Fix SMT2 output determinism by using ordered maps #8830

tautschnig · 2026-01-23T12:57:41Z

This commit addresses the issue where SMT2 formula output varied even when semantically equivalent C code was provided with different source formatting (e.g., adding empty lines).

Root Cause:

Several key data structures in smt2_conv.h used std::unordered_map, which iterates in hash-dependent order. When source code formatting changes:

Line numbers change
Expression hashes change
Symbols are stored/iterated in different orders
SMT2 declarations appear in different orders

The ensuing changes to the SMT formula content -- even though the formulae were semantically equivalent -- caused variability in SMT-solver performance. Producing stable output should ensure stability in solver performance. For the test case provided in #8820 this now yields: SMT files: 0 lines differ (where previously it was 8 lines differing).

Fixes: #8820

Each commit message has a non-empty body, explaining why the change was made.
n/a Methods or procedures I have added are documented, following the guidelines provided in CODING_STANDARD.md.
n/a The feature or user visible behaviour I have added or modified has been documented in the User Guide in doc/cprover-manual/
Regression or unit tests are included, or existing tests cover the modified code (in this case I have detailed which ones those are in the commit message).
n/a My commit message includes data points confirming performance improvements (if claimed).
My PR is restricted to a single feature or bugfix.
n/a White-space or formatting changes outside the feature-related changed lines are in commits of their own.
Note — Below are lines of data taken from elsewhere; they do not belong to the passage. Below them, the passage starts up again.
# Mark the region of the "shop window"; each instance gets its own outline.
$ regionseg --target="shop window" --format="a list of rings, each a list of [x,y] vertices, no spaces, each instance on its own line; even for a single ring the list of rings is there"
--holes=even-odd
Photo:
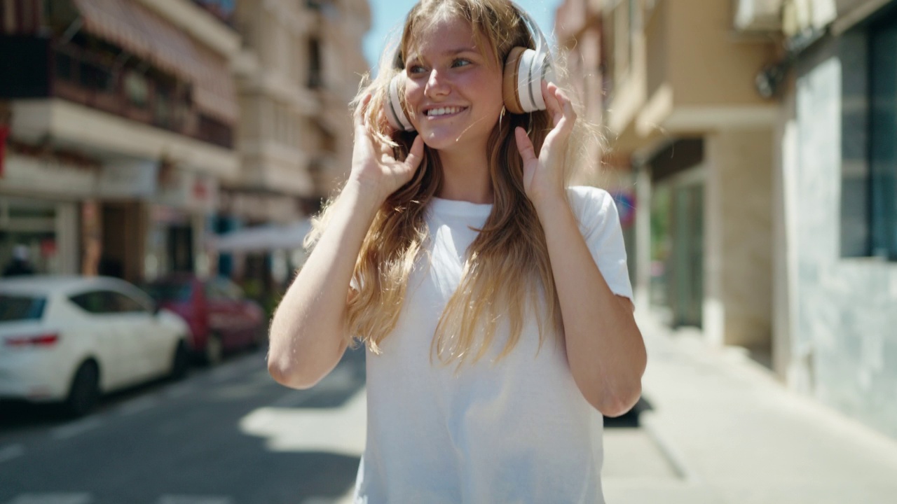
[[[897,259],[897,10],[869,30],[870,255]]]
[[[309,87],[318,89],[323,83],[321,70],[321,42],[318,39],[309,39]]]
This commit addresses the issue where SMT2 formula output varied even when semantically equivalent C code was provided with different source formatting (e.g., adding empty lines). Root Cause: ----------- Several key data structures in smt2_conv.h used std::unordered_map, which iterates in hash-dependent order. When source code formatting changes: 1. Line numbers change 2. Expression hashes change 3. Symbols are stored/iterated in different orders 4. SMT2 declarations appear in different orders The ensuing changes to the SMT formula content -- even though the formulae were semantically equivalent -- caused variability in SMT-solver performance. Producing stable output should ensure stability in solver performance. For the test case provided in diffblue#8820 this now yields: `SMT files: 0 lines differ` (where previously it was 8 lines differing). Fixes: diffblue#8820

Copilot

Pull request overview

Improves determinism of generated SMT2 output (and thus solver performance stability) by making key generation steps order-stable and adding a regression test.

Changes:

Replaced several std::unordered_map members in the SMT2 converter with ordered maps and added determinism-oriented comments.
Made goto_symext::phi_function process SSA delta merges in a deterministic order.
Added a regression test asserting stable ordering of SMT2 declarations.

Reviewed changes

Copilot reviewed 5 out of 5 changed files in this pull request and generated 7 comments.

Show a summary per file

File	Description
src/solvers/smt2/smt2_conv.h	Switches multiple `unordered_map` members to `map` to attempt stable ordering.
src/solvers/smt2/smt2_conv.cpp	Adds determinism-related commentary around footer emission and symbol discovery.
src/goto-symex/symex_goto.cpp	Sorts phi-merge processing by identifier to stabilize downstream equation / SMT2 output order.
regression/cbmc/deterministic-smt-output/test.desc	New regression asserting consistent declaration ordering (x before y).
regression/cbmc/deterministic-smt-output/main.c	Minimal program to trigger and validate deterministic SMT2 output ordering.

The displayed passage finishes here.